Francine is closest to “normal” of any of these characters, but as she is sucked into her boyfriends’ and Katchoo’s forty different kinds of crazy, Francine’s passivity becomes as emotionally destructive as the abuse suffered by the other characters. Francine is also bite-my-knuckles Sexy as Hell, and Moore deserves a special Eisner award for designing characters with more than one body type, each of them erotic in their own way. When will mainstream comics learn this lesson about the human body from Moore and Hernandez? The steroid abusers at DC and Marvel are costing sales, not helping them.
The “Strangers” character who goes through the most development— and surprised me by becoming my favorite character—is Casey, who starts as a stock character piece of fluff, a butt for jokes, and grows into the most sincere, loving person in the series. That Casey can love without being damaged by love makes her my g-ddamn role model.
Don’t forget the laughing psychopath Darcy and her stable of sex spies (just how well do you know your senator’s trophy wife?); Mary-Beth, known as “Tambi”, female weight lifter and assassin for hire; Mike, the cynical but bemused good cop in a bad town; Freddie Femur, the most appalling comic foil since Howard Hunter was chased by a mechanical alligator in “Hill Street Blues”; and Francine’s mom, a life-is-stranger-than-fiction avatar of Bettie Page. The minor characters, even the one-panel walk-ons, are wonderfully observed. My personal so-close-and-yet-so-far fantasies involve FBI agent and artists’ model Sara Bryant, and damn him, I think Moore knew it when he designed her.
“Strangers in Paradise” is available in either a three-volume pocket book edition, or for art junkies like me, in 17 large format trade paperback collections. Moore is winding down the series, with only 8 new issues to go. Oh, and someone's blowing up ambulances by planting bombs in the body cavities of heart attack victims...

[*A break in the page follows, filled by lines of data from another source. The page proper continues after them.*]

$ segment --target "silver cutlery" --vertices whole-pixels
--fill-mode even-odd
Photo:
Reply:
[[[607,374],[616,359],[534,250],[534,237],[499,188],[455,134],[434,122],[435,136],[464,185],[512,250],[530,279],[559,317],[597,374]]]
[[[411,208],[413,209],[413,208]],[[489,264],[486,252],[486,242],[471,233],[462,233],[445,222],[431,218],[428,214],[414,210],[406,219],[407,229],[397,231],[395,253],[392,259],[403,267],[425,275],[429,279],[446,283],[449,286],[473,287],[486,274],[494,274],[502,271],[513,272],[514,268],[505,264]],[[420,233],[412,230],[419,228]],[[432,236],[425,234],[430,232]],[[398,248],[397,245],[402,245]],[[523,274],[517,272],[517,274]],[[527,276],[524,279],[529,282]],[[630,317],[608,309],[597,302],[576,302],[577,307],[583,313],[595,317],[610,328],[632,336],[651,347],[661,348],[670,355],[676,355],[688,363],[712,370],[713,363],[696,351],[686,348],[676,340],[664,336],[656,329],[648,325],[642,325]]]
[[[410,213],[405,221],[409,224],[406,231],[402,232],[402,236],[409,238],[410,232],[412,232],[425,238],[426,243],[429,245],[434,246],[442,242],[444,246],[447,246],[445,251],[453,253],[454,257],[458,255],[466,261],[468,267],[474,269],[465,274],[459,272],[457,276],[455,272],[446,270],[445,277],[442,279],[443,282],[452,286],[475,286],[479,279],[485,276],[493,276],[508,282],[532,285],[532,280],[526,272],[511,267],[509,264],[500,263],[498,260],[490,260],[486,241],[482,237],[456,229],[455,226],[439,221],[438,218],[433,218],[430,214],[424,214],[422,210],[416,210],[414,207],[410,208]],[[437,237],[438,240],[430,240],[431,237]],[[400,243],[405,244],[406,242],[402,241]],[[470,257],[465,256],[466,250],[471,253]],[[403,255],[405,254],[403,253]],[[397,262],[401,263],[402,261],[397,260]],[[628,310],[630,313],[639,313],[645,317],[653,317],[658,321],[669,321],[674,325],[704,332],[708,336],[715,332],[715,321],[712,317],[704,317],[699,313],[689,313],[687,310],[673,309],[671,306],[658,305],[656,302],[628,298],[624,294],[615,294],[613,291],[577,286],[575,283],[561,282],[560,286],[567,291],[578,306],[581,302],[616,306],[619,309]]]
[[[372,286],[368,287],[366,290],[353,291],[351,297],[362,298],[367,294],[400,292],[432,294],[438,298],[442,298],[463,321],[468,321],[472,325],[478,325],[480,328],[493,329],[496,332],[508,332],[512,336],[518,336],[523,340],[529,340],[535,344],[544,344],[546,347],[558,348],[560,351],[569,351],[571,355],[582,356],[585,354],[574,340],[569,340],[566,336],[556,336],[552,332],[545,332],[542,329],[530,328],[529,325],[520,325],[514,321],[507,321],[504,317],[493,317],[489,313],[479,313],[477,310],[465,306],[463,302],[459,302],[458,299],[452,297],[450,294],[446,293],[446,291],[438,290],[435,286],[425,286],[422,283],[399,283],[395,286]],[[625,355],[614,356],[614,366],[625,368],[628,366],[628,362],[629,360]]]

See Also: GRAPPHIC LOVE: Comic Reviews Prologue

2 comments:

Anonymous said...

Hi,

I saw your post about Strangers in Paradise and thought you might be interested to know he recently appeared on a podcast talking about SiP, Echo and his upcoming work for Marvel and his creative process in general. It's called Comic Book Outsiders and they're on iTunes and it was episode 13.

Steve

Michael Fountain: Blood for Ink said...

Thanks for the tip-- I did read Moore's new independent science-fiction/project, Echo which started this month (March '08) and looks to be very good. He's definitely made a fan of me-- even the problems I had with the emotional plotting of SIP were, I think, endemic to a long serial and not Moore's fault. But did we ever find out who was putting bombs in corpses?
On the way, I stumbled onto the news that Moore is going to work for Marvel (exclusive contract= full medical, etc.) on their manga/romance title, Spider-Man Loves Mary Jane and eventually replace Joss Whedon when he finishes his run on great-book-for-teens Runaways, both of which sound like great fits for him. And not as goofy as it sounds-- Moore's take on Natasha the Black Widow in a Spidey Team-Up is still the best take I've ever seen on that character, and I wish Kevin Smith had read it before he left his fingerprints on the Black Cat. Despite Marvel's problems at the top, there are still small pockets of love and glory here and there, at least until Marvel editorial discovers and ruins them.